New Taiwan-Nevada Driver’s License Agreement Shifts Ties into a Higher Gear


Taiwan and the US state of Nevada recently signed a reciprocal driver’s license agreement, Taiwan’s Ministry of foreign Affairs (MOFA) announced on May 26th. Taiwan is the first foreign government with which Nevada has signed such an accord. With the new agreement, Taiwanese drivers with a valid driver’s license issued by the Taiwan Ministry of Transportation and Communication are exempt from taking a road test when they apply for a Nevada driver’s license. The reciprocal agreement will make things easier for business people, students, and academics in Nevada, with the aim of creating more trade and communication opportunities between Taiwan and Nevada.

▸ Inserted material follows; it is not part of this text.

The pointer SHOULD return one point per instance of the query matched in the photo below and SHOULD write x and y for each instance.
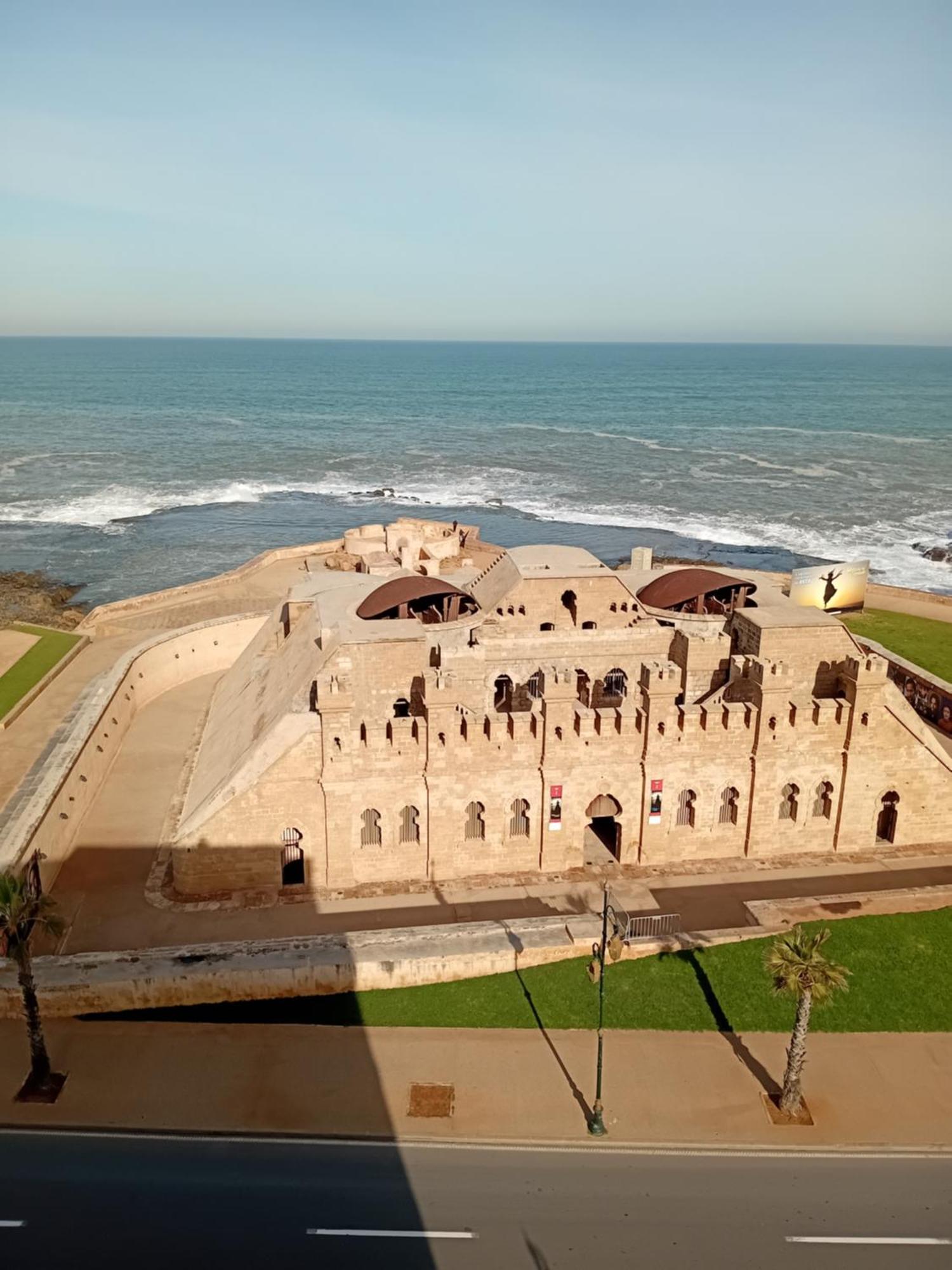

Taiwan and Nevada enjoy a strong economic relationship. Nevada’s exports to Taiwan reached $47.3 million in 2014, making Taiwan the state’s 9th largest export market in Asia, and 23rd largest export market globally. The high-tech sector and clean energy industry are key factors for growing the trade relationship between Taiwan and Nevada. Nevada’s computer and electronic products exports to Taiwan account for 47.3% of total exports, valued at $22 million. Taiwanese investment also supports and creates jobs in Nevada, as well. For instance, in 2012 Amexcom Electronics in Carson City attracted a $9 million investment from Taiwanese companies. The relationship also extends to non-economic areas, with a sister partnership between Taiwan and the state of Nevada.

Taiwan now has reciprocal driver’s license agreements with 17 states in total, including Alabama, Arizona, Arkansas, Delaware, Florida, Idaho, Maryland, Massachusetts, Mississippi, Nevada, Oklahoma, Oregon, Pennsylvania, South Carolina, Texas, Washington, and West Virginia. Other Asian countries have also signed similar reciprocal driver’s license agreements with a number of US states. Under the terms of Texas law, applicants who have valid driver’s licenses issued by South Korea or Taiwan are not required to take the knowledge or skills exams in order to drive in Texas. Maryland has foreign reciprocity agreements with South Korea, Japan, and Taiwan. South Carolina and South Korea signed a similar agreement in 2014.

Zhengqi Wang is a Research Intern at the East-West Center in Washington and is a student at American University.